POLE POLITIK di MARCO BRUNACCI | Il segretario della Lega al Vinitaly. Piazzato il candidato sindaco a Terni (Latini), punta ad avere la prossima presidente della Regione (la Tesei). E dispone una guida autoctona del partito in Umbria (Briziarelli?)

di Marco Brunacci

PERUGIA –  I Sagrantino papers della Lega. Il segretario Matteo Salvini inizia il suo giro al Vinitaly scegliendo lo stand dell’Umbria, iniziando col gran vino di Montefalco, e con questo ufficializza il suo nuovo grande amore tra le regioni italiane. Per altro sono stati gli umbri a dargli la più solare soddisfazione dell’ultima campagna elettorale.

Per questo è pronto un piccolo gabinetto di guerra per fare dell’Umbria un avamposto per un’avanzata più a sud del partito ex nordista. Lo sfondamento sotto la linea gotica che ormai si disegna idealmente tra Terni e Orte diventa fondamentale per sfondare la soglia di quel 21% che i sondaggi accreditano oggi alla Lega e che è tanto e poco allo stesso tempo.

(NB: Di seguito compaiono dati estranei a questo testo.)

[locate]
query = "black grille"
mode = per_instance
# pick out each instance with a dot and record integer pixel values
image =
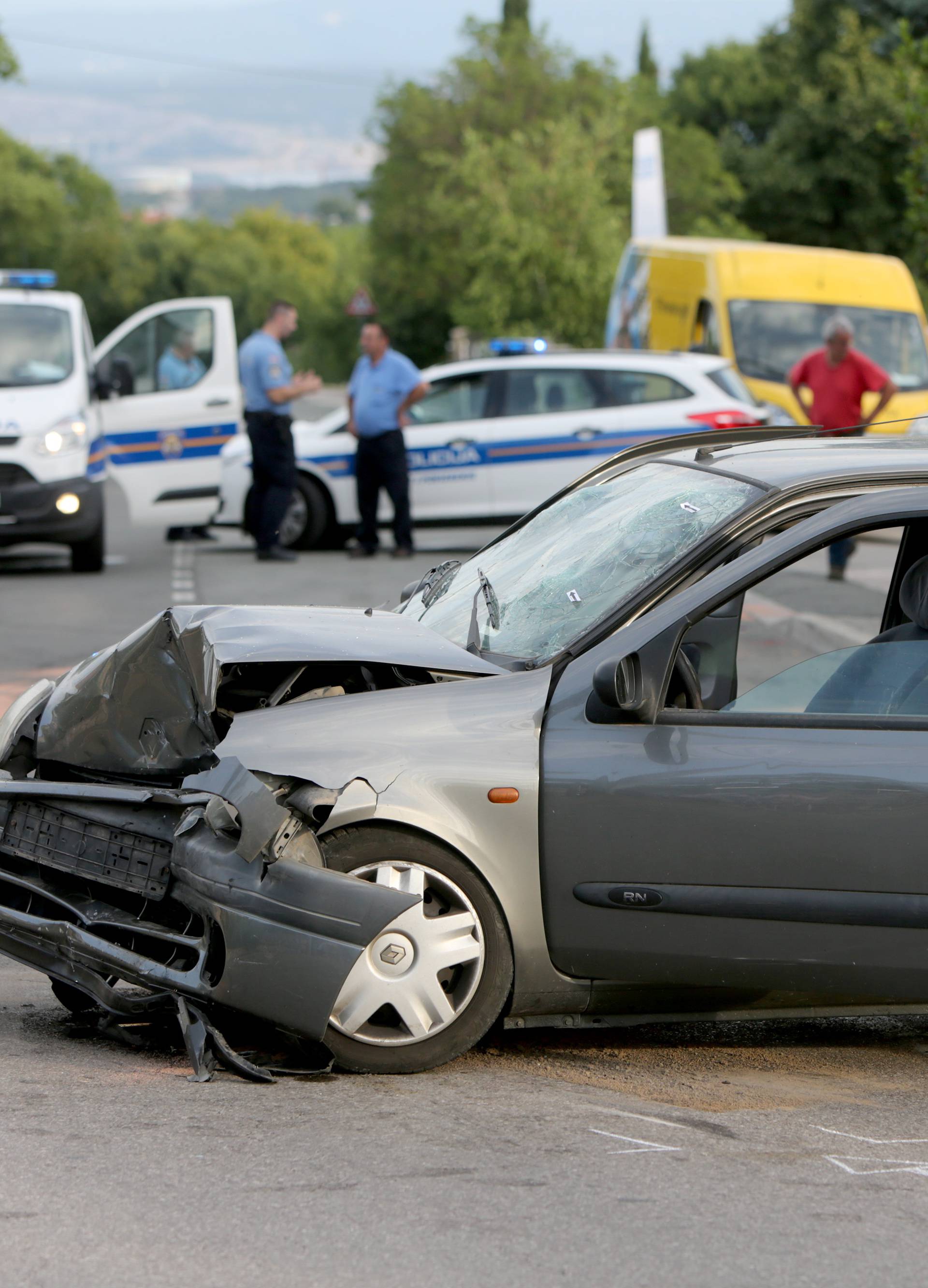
(33, 830)
(14, 474)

Tanto se la si vuol considerare un partito leader di coalizione, poco se
volesse diventare un partito alternativo ai Cinquestelle che si muovono oggi intorno al 34%.
E allora: piazzato il candidato sindaco a Terni, avvocato Latini, Salvini ha dato l’ordine di trattare con gli alleati i residui posti nelle città medie e piccole della regione. Mostra un certo disinteresse per Spoleto, non si appassiona ai piccoli centri. Già pensa (e lo ha fatto presente in alcune occasioni riservate) di aver diritto alla candidatura a governatore dell’Umbria, tra due anni esatti, ma già ha pensato a una governatrice (la
senatrice Tesei, premiata il 4 marzo con da 85mila voti pesanti).
L’altra iniziativa salviniana riguarda il partito umbro. In un appunto dei Sagrantino papers c’è sicuramente scritto che il coordinatore del partito deve essere umbro e prendere il posto dell’attuale reggente, il nordico Candiani. Ma ora qui si affrontano la scuola classica tifernate (i Città di Castello boys, capitanati da Mancini, leghisti storici già dai tempi di Bossi) e i nuovi arrivati dell’ondata del 4 marzo. Vinceranno i secondi? Possibile. Secondo alcuni non è un caso che nella foto opportunity del Vinitaly, accanto a Salvini, oltre alla Tesei, che ne aveva tutti i diritti essendo anche sindaco di Montefalco non solo senatrice della Lega, c’era anche Briziarelli, altro neoeletto, che qualcuno indica come prossimo responsabile a livello regionale per gestire, anche da un punto di vista burocratico, l’onda verde che ha travolto l’Umbria.
L’Umbria così torna da Verona e dal Vinitaly, segnando molti punti a favore. Oltre ai premi che vince Marco Caprai e la sua cantina, anche un nuovo percorso politico, che sarà chiaro quando sapremo tutto quel che c’è scritto nei Sagrantino papers.